Amazingly, Glee at its peak was even more prodigious at turning out hits than Idol. Releasing several songs per episode for download allowed the cast to quickly rack up record-breaking chart stats — in 2010 alone, Glee had 79 songs chart on the Hot 100, more than the Beatles had in their entire career. Overall, the Glee singers scored a total of 207 chart “hits,” the most ever for a pop artist, nearly 100 more than Elvis Presley. Yes, those numbers are misleading at best and fraudulent at worst — 84 percent of Glee’s singles dropped off the chart after one week — but the cast still sold 42.2 million downloads, a ridiculously large haul given that we’re talking mostly about straightforward covers of overly familiar chestnuts like “Don’t Stop Believin’” and “Jessie’s Girl” performed by Spotlightz-style semi-knowns with virtually no vocal personality or interpretive inventiveness.
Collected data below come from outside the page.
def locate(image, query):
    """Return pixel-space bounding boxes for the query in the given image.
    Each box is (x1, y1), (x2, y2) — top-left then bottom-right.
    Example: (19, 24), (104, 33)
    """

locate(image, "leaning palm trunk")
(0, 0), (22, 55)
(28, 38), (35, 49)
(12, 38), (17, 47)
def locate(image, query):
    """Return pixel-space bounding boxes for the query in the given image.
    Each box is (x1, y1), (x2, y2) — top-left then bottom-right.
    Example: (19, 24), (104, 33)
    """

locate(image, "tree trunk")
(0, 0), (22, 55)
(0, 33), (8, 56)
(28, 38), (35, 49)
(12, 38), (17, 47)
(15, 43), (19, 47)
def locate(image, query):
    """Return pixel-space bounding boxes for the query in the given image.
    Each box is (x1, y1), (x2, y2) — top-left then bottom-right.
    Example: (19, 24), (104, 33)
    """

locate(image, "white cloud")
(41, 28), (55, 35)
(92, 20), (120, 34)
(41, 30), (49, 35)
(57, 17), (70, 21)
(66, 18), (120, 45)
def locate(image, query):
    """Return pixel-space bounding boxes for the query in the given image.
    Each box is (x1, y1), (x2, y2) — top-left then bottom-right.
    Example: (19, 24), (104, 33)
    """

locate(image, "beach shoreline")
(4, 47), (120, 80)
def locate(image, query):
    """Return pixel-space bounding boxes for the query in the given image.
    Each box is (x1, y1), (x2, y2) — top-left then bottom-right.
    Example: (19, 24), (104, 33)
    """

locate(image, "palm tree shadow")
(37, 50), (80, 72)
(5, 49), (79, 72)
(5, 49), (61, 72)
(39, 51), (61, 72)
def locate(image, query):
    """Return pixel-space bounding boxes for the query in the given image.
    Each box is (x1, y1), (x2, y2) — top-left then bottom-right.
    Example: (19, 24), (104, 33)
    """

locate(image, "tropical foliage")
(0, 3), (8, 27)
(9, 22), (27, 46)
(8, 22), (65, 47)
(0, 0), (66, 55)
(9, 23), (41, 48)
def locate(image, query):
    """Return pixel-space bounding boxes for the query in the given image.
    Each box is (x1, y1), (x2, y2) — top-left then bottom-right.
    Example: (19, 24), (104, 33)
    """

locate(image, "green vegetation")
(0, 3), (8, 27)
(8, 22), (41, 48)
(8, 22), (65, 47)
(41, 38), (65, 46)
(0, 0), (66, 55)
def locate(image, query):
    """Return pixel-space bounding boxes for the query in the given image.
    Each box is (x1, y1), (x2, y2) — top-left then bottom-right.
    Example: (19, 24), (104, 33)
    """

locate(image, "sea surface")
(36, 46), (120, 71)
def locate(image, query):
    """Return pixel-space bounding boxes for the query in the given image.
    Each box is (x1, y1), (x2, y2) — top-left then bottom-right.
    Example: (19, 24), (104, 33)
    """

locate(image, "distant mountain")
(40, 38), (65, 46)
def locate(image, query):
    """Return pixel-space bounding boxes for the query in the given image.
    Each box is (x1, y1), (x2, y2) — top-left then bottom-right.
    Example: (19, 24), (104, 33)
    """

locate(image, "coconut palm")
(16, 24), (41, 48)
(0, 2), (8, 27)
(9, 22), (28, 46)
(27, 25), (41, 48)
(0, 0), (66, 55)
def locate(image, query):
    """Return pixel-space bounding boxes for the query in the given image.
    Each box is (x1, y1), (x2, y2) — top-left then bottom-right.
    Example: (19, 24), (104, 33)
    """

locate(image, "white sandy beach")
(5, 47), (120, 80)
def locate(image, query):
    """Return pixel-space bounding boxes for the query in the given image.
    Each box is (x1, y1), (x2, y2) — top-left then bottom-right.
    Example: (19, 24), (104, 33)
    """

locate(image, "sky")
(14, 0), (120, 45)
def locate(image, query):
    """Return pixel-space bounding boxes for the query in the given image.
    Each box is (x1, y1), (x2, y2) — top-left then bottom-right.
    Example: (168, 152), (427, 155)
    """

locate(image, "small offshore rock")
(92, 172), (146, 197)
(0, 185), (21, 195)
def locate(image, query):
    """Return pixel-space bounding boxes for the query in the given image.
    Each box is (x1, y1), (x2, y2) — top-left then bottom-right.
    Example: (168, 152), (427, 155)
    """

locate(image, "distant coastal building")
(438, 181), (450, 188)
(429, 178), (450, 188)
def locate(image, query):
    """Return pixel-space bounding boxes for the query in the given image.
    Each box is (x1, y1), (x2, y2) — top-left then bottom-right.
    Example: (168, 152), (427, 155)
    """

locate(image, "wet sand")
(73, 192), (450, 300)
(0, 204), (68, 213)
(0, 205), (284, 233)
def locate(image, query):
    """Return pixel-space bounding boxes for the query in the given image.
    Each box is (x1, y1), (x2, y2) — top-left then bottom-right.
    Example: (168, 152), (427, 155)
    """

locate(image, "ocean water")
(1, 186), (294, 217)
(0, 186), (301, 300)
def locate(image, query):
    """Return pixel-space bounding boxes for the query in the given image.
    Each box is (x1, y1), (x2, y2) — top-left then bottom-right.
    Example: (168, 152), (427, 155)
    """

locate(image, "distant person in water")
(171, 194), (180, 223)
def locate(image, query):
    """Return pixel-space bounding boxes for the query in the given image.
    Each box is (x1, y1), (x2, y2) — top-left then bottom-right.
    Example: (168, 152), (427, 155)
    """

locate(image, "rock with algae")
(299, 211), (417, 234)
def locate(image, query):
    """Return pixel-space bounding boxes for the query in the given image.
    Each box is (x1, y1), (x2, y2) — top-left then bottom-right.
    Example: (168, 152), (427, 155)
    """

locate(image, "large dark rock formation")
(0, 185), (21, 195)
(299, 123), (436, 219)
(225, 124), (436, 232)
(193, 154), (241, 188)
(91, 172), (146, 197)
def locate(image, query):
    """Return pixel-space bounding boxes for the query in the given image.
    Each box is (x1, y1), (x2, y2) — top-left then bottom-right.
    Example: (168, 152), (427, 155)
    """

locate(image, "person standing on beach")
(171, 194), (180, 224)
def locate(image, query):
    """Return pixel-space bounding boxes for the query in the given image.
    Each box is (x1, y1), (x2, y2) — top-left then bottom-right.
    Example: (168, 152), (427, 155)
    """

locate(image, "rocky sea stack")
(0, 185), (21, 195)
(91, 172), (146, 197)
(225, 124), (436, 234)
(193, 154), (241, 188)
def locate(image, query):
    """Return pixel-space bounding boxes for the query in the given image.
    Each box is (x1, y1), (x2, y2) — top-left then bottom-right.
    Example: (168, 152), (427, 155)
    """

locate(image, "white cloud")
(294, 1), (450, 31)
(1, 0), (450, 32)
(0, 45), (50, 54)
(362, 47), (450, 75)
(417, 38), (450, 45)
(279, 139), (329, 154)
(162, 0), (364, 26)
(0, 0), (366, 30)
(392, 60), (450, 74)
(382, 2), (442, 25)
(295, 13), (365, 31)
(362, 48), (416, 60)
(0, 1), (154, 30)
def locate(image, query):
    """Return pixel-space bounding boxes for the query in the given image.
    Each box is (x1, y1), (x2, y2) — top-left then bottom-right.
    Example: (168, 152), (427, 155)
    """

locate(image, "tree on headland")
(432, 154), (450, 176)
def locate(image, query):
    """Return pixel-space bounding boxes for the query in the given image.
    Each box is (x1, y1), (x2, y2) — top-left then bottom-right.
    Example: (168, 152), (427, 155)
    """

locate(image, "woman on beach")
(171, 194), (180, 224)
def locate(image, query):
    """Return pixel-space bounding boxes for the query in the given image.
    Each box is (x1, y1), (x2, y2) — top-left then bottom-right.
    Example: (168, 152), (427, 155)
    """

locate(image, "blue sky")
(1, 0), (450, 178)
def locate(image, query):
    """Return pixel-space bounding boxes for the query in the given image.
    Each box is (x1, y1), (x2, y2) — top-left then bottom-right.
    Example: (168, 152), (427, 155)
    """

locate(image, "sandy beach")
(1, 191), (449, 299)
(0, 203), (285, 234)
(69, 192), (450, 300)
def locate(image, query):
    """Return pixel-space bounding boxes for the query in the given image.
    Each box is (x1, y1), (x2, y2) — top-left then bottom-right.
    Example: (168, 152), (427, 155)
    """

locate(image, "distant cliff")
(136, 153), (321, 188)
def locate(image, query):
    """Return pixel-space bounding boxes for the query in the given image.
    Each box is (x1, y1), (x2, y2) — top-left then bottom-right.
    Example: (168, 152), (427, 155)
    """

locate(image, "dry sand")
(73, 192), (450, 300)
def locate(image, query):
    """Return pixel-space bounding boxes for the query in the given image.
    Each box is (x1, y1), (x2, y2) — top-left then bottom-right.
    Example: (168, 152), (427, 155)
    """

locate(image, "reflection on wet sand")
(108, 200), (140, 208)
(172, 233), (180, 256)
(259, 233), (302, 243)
Alas, like Idol, Glee has fallen on hard times as a pop entity. Only two songs by the cast charted in 2013, and nowhere near the Top 10. Glee’s most famous cast member, Lea Michele, just released a solo record, Louder, whose title accurately conveys its emotional tenor. (Louder’s lead single, “Cannonball,” topped out at no. 75 on the Billboard chart.) Glee’s legacy is reflected more vibrantly (in sales terms, anyway) by the aggressively innocuous pop duo A Great Big World, whose “Say Something” is one of the more inescapable pop hits of the last few months. AGBW actually got its first significant career break from Glee when “This Is the New Year” was featured in a 2013 episode. Singer Ian Axel’s reedy, needy tenor resembles Glee’s house style — he sounds like a fresh-faced cherub hell-bent on impressing the grown-ups. (Axel turns 29 later this month.)
“Say Something” and “This Is the New Year” are both included on A Great Big World’s debut LP, Is There Anybody Out There? released in January. The album begins with “Rockstar,” an annoyingly chirpy piano “rocker” about being “born” to be a famous musician, making it a theme song of sorts for the Idol/Glee generation. But even with a hit single to their credit, Axel and partner Chad Vaccarino aren’t yet rock stars themselves, as the version of “Say Something” entrenched in the Top 10 is a rerecorded take starring Christina Aguilera that relegates A Great Big World to a supporting role.
Aguilera “discovered” the song last fall and unveiled her version in November on the reality talent show that has overtaken Idol in popularity, The Voice. While not nearly as culturally dominant as Idol once was, The Voice is the clear ratings champ right now, with a 4.0 rating in the 18-49 demo and 14.4 million viewers overall for last Tuesday’s episode. Just as Idol’s timing was ideal for the early ’00s, The Voice is attuned to present-day realities, in that it’s designed for an audience that would rather watch a TV show that features music than a music program that happens to air on television. The distinction is fine but important: Idol was about finding new recording stars, while The Voice is geared more toward converting established pop figures like Aguilera, Adam Levine, and Blake Shelton into TV personalities. As for the contestants, they seem like afterthoughts compared with the celebrity “coaches” angling to defeat their friendly rivals in a human game of pop-music checkers.
The Voice’s track record with winners is already a bit varied: Season 3 winner Cassadee Pope topped the country-album chart with her debut, Frame by Frame, released one week after The Voice’s finale, while Season 1 champ Javier Colon has already parted ways with his record label, blaming the company for under-promoting his poor-selling record, Come Through for You. The other contestants are in various stages of jump-starting their careers, though whether they have anything unique to say seems dubious.
Does any of that matter? For The Voice, not really. People watch The Voice to see Levine and Shelton banter good-naturedly or Usher seduce every female drawn into his gaze, not the plebs they’re ostensibly guiding. The music on The Voice is a condiment for a more palatable main course of celebrity and television spectacle. It’s like what Aguilera did to that A Great Big World song: Innocent amateurs were cute for a while, but it’s time for the professionals to step back in.